Aziz Haque

    Aziz Haque

    ✿ | ᴍᴏɴꜱᴛʀᴏᴜꜱ ʜᴜꜱʙᴀɴᴅ

    Aziz Haque
    c.ai

    The room was dim. Velvet shadows clung to the corners like secrets no one dared name. Outside, the Istanbul night roared with distant engines and laughter—low, decadent, ordinary. But inside, it was quiet. Save for the soft, rhythmic breathing of two sleeping infants and the faint rustle of bedsheets as Aziz slipped beneath them.

    He didn’t announce himself. He never did.

    Blood still clung to his forearms like ink. He hadn’t washed. He didn’t care. The heat of the kill still throbbed beneath his skin, a pulse that hadn’t slowed yet. But his eyes… his eyes weren’t wide with violence anymore. They were trained on you. Still. Watchful. Possessive.

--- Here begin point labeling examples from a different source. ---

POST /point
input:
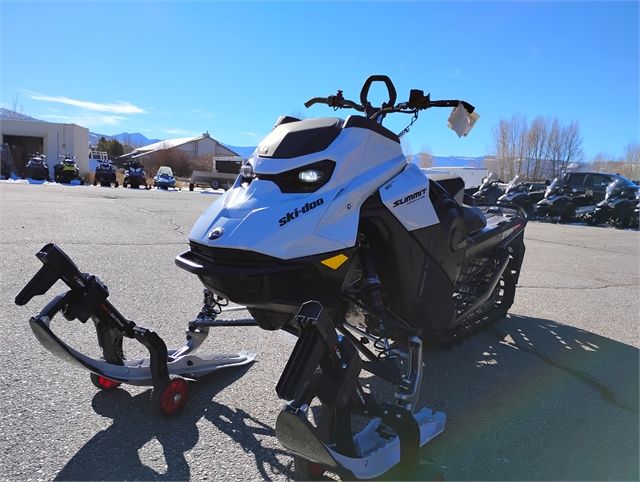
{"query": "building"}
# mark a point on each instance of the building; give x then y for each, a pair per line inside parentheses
(25, 135)
(203, 146)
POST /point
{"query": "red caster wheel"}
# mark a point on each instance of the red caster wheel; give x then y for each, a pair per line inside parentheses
(173, 398)
(104, 383)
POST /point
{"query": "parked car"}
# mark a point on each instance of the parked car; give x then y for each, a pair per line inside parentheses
(164, 178)
(37, 168)
(135, 176)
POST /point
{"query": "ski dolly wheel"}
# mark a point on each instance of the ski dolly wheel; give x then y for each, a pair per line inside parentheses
(87, 299)
(173, 398)
(103, 383)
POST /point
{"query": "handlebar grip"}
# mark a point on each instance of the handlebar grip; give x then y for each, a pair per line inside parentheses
(316, 100)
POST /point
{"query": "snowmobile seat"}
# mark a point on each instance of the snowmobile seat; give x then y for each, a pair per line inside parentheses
(454, 185)
(474, 219)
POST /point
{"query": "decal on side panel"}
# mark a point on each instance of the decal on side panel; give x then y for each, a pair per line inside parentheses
(407, 197)
(291, 215)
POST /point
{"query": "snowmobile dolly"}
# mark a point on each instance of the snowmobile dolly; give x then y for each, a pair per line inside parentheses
(165, 370)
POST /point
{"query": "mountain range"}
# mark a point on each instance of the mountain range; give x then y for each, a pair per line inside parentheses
(134, 139)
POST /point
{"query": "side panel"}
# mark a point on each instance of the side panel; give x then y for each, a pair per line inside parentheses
(417, 285)
(407, 197)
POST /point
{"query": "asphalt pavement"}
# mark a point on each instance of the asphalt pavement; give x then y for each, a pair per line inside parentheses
(549, 393)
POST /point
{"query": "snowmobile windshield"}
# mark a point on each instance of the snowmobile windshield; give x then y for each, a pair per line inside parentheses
(553, 188)
(491, 178)
(515, 184)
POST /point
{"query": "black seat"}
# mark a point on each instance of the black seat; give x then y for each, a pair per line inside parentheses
(452, 184)
(474, 219)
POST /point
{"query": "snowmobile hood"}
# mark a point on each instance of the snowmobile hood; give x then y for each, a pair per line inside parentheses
(273, 212)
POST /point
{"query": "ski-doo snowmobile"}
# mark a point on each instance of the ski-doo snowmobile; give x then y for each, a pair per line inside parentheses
(330, 234)
(67, 171)
(490, 190)
(135, 176)
(617, 208)
(37, 168)
(522, 194)
(329, 210)
(164, 178)
(105, 174)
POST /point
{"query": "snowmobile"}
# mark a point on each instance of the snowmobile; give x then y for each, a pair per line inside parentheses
(164, 178)
(105, 174)
(37, 168)
(360, 255)
(67, 171)
(135, 176)
(490, 190)
(573, 195)
(617, 208)
(524, 195)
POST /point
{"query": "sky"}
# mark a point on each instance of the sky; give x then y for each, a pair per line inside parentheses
(174, 69)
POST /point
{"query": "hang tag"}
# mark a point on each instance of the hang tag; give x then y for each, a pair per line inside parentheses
(461, 121)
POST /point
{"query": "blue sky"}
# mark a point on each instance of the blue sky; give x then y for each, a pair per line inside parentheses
(172, 69)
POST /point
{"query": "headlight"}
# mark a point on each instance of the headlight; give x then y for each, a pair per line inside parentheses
(303, 179)
(311, 176)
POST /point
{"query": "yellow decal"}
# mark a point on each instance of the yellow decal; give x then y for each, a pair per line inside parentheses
(335, 262)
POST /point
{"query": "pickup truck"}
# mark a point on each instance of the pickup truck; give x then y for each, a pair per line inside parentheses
(223, 175)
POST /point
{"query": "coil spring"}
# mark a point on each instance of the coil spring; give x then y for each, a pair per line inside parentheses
(213, 304)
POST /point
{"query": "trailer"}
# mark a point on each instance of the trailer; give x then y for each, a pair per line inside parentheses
(225, 170)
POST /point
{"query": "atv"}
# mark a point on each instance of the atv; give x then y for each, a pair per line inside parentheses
(135, 176)
(105, 174)
(67, 171)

    You were curled on your side, tense. Still awake. Of course you were.

    He wondered—briefly, absurdly—if the sheets smelled like iron. If his scent had made its way into the cradle. He had held one of the twins earlier. His daughter. She had his mouth. Your eyes. His madness trembled at the thought.

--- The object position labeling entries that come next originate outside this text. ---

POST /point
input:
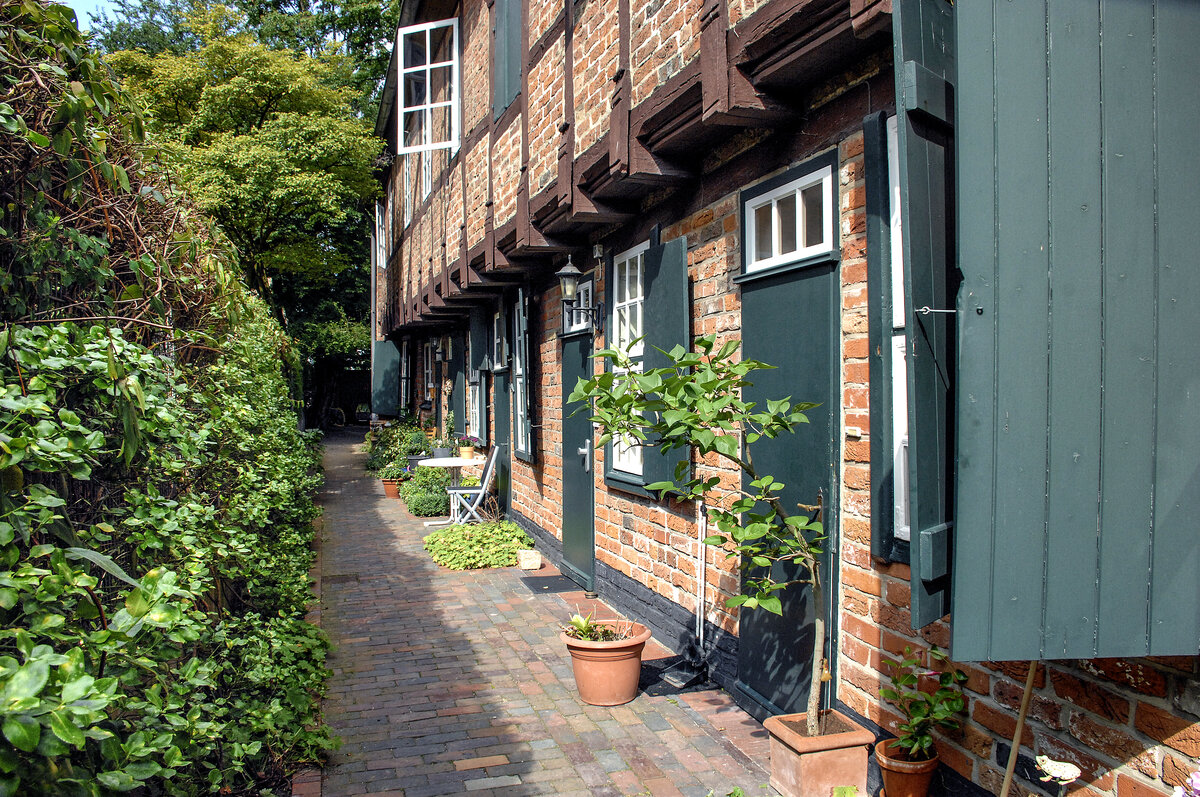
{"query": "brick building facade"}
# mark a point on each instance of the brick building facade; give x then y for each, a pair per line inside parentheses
(618, 132)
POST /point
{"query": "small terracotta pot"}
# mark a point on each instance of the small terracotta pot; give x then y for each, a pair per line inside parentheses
(904, 778)
(811, 766)
(606, 672)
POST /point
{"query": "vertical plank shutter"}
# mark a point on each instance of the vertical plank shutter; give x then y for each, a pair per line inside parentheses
(1079, 431)
(923, 33)
(457, 372)
(523, 432)
(666, 325)
(479, 355)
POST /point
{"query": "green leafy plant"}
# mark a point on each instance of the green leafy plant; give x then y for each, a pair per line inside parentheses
(394, 471)
(480, 545)
(583, 627)
(925, 705)
(695, 403)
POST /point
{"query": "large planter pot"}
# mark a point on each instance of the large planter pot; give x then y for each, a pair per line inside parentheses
(904, 778)
(804, 766)
(606, 672)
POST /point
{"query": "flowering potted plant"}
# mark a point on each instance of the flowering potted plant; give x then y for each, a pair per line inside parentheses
(606, 658)
(927, 699)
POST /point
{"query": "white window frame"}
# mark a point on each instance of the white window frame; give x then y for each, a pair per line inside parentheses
(424, 31)
(900, 498)
(577, 321)
(821, 177)
(628, 454)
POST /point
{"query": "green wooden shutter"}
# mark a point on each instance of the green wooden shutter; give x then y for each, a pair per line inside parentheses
(522, 433)
(885, 545)
(480, 353)
(384, 377)
(457, 372)
(1079, 337)
(924, 53)
(666, 324)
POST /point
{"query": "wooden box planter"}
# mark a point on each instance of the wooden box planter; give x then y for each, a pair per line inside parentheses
(803, 766)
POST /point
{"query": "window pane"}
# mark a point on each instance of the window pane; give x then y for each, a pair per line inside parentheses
(762, 237)
(814, 215)
(786, 209)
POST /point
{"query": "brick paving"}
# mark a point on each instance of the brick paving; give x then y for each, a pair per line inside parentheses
(451, 683)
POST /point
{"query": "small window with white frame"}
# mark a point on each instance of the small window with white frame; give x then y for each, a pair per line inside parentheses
(791, 217)
(427, 95)
(628, 317)
(579, 321)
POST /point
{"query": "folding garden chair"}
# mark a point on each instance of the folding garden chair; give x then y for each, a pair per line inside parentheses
(465, 502)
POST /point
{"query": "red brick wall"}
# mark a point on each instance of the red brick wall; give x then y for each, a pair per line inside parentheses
(505, 173)
(545, 115)
(665, 39)
(595, 48)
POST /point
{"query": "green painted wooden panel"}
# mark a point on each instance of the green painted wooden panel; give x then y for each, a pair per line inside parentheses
(459, 376)
(923, 34)
(1079, 431)
(976, 408)
(1021, 294)
(1175, 599)
(666, 325)
(1074, 349)
(384, 378)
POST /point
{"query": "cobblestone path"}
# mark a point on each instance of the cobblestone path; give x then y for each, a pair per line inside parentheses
(450, 683)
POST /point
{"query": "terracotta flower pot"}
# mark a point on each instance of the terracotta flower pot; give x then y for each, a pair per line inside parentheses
(606, 672)
(805, 766)
(904, 778)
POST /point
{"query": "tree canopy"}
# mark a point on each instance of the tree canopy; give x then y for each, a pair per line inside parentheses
(265, 142)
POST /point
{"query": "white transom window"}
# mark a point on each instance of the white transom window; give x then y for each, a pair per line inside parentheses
(628, 312)
(791, 222)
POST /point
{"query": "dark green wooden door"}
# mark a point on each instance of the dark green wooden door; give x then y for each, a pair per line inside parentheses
(1079, 426)
(789, 321)
(579, 527)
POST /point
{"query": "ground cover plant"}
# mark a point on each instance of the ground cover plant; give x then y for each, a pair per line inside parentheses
(471, 546)
(156, 498)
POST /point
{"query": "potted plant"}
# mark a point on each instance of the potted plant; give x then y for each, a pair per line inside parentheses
(606, 658)
(414, 448)
(663, 407)
(927, 699)
(391, 474)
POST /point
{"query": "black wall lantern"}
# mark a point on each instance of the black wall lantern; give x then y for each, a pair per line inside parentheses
(569, 285)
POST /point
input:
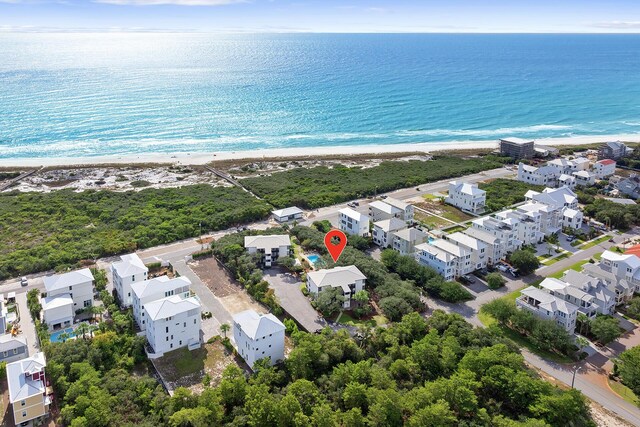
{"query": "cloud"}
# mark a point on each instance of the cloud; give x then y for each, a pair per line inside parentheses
(621, 25)
(170, 2)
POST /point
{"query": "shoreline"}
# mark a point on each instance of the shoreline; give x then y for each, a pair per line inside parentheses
(201, 158)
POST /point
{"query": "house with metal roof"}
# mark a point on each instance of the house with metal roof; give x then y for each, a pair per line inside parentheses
(258, 336)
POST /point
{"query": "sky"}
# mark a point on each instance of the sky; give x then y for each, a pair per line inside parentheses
(381, 16)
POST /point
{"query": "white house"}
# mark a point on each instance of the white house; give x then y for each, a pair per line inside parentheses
(28, 395)
(349, 279)
(155, 289)
(353, 222)
(477, 248)
(77, 284)
(258, 336)
(547, 306)
(384, 231)
(391, 208)
(604, 168)
(467, 197)
(287, 214)
(269, 247)
(130, 269)
(495, 248)
(172, 323)
(405, 241)
(545, 175)
(584, 178)
(58, 311)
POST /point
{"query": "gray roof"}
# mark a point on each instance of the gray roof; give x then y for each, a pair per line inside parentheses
(256, 325)
(61, 281)
(22, 386)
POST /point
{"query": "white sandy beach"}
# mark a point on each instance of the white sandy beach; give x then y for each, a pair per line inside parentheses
(199, 158)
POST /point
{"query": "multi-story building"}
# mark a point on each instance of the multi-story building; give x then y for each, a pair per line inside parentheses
(612, 150)
(348, 279)
(77, 284)
(153, 290)
(29, 395)
(258, 336)
(172, 323)
(130, 269)
(269, 248)
(604, 168)
(287, 214)
(467, 197)
(517, 148)
(495, 248)
(547, 306)
(405, 241)
(384, 231)
(477, 248)
(353, 222)
(544, 175)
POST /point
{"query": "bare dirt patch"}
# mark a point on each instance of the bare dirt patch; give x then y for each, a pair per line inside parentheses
(215, 277)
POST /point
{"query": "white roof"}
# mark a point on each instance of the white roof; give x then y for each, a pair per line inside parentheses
(384, 207)
(468, 241)
(61, 281)
(20, 386)
(129, 265)
(467, 188)
(57, 301)
(293, 210)
(267, 242)
(337, 276)
(354, 214)
(256, 325)
(550, 302)
(171, 306)
(391, 224)
(519, 141)
(158, 285)
(410, 234)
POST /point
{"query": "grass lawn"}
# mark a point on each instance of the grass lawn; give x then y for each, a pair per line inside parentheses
(595, 242)
(624, 392)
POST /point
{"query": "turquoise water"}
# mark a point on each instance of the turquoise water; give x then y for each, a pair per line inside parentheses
(98, 94)
(55, 336)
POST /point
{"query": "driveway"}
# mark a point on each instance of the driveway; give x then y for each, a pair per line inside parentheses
(291, 298)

    Zoya stood at the door like a porcelain ornament someone forgot to smash. Beautiful, silent, unnecessary. And Azad, his brother, leaned in the threshold with all the languid ease of a man who tortured others for breakfast and prayed before lunch. Aziz didn’t look at them. He didn’t need to. They were distractions. You were the axis.

    You.

    His dove.

    He didn’t love gently. He didn’t love well. But he loved—fiercely, irrationally, with all the wrong parts of him. You were the one he had not destroyed. Could not destroy. His appetite for blood vanished when he touched your wrist. His fury went quiet when he watched you feed the twins. No one else had that power. Not Azad. Not Zoya. Not even God.

    His hand, calloused and raw, slid across the sheets until it rested on the curve of your waist. Firm. Steady. A quiet claim.

    Mine.

    He didn’t say it aloud. He didn’t have to.

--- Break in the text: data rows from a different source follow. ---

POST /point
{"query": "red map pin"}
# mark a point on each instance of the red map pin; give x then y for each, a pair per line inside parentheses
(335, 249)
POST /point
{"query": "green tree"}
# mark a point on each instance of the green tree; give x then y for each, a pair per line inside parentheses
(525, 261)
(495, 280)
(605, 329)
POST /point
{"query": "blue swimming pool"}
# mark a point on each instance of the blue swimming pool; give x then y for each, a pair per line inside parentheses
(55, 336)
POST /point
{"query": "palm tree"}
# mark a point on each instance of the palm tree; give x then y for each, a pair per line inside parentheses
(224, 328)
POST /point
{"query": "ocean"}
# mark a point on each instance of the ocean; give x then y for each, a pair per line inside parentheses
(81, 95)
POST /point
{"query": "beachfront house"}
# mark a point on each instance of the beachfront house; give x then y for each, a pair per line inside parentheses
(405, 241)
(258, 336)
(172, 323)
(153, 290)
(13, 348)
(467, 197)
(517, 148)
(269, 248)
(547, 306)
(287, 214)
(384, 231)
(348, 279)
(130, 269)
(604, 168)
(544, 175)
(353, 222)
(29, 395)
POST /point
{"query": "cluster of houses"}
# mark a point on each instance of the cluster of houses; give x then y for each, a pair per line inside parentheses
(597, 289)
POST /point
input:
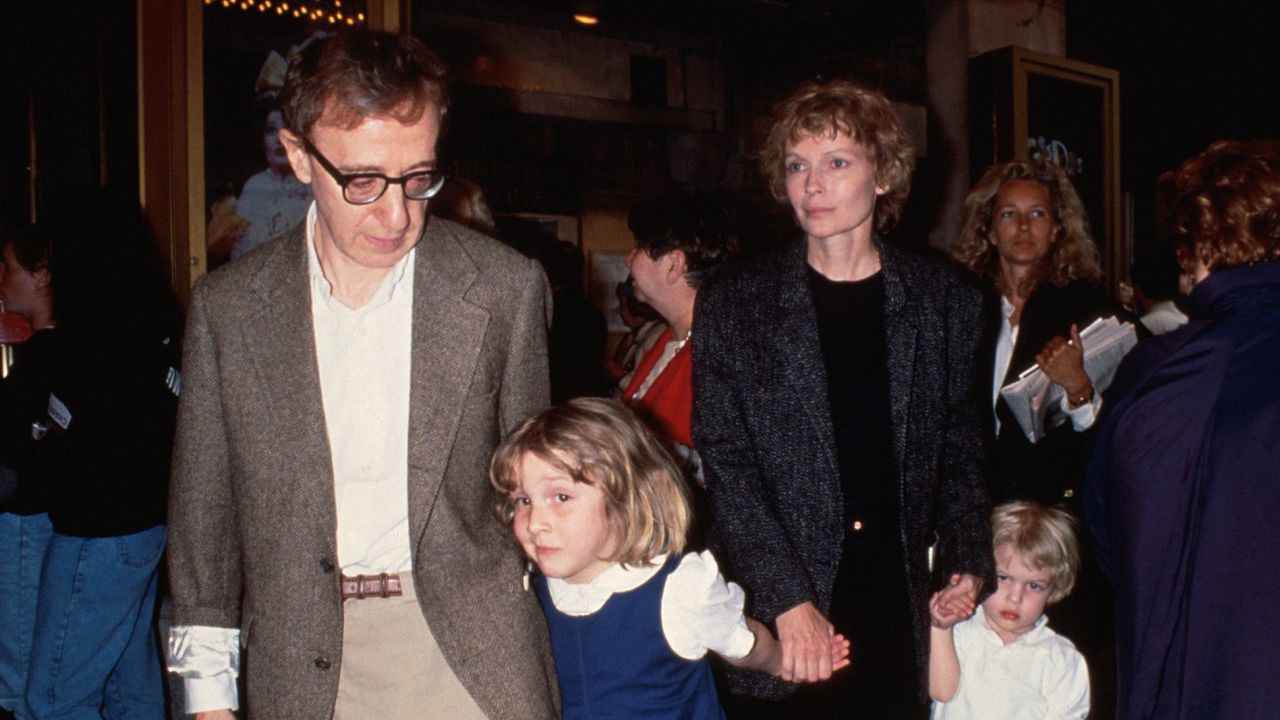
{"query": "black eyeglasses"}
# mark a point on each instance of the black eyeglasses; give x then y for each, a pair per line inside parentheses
(362, 188)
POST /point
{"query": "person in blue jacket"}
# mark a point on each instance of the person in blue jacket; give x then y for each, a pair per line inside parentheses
(1184, 484)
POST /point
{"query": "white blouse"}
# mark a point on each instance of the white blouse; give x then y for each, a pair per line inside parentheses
(700, 611)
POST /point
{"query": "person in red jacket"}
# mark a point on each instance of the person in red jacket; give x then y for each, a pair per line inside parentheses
(680, 240)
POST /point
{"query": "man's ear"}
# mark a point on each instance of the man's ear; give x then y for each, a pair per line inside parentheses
(676, 265)
(41, 277)
(298, 156)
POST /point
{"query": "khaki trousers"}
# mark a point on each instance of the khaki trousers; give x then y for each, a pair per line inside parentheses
(392, 668)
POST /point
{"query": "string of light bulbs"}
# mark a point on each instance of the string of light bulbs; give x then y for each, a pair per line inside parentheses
(315, 10)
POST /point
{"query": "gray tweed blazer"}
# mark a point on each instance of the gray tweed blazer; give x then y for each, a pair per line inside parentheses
(762, 425)
(251, 516)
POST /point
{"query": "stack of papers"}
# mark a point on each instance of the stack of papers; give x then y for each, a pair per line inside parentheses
(1037, 402)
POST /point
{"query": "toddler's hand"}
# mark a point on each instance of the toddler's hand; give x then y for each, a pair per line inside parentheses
(952, 604)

    You tensed—always so brave even in your fear—and he adored you for it. It made him want to burn Istanbul to the ground and build it again just to place you at its center. Safe. Unreachable.

    “I’ve told them to leave,” he murmured into your hair, low and warm and violent with want.

    Behind him, Zoya blinked. Azad sighed. The door shut with a click.

    He kissed the crown of your head, where the fear lingered but so did the scent of jasmine.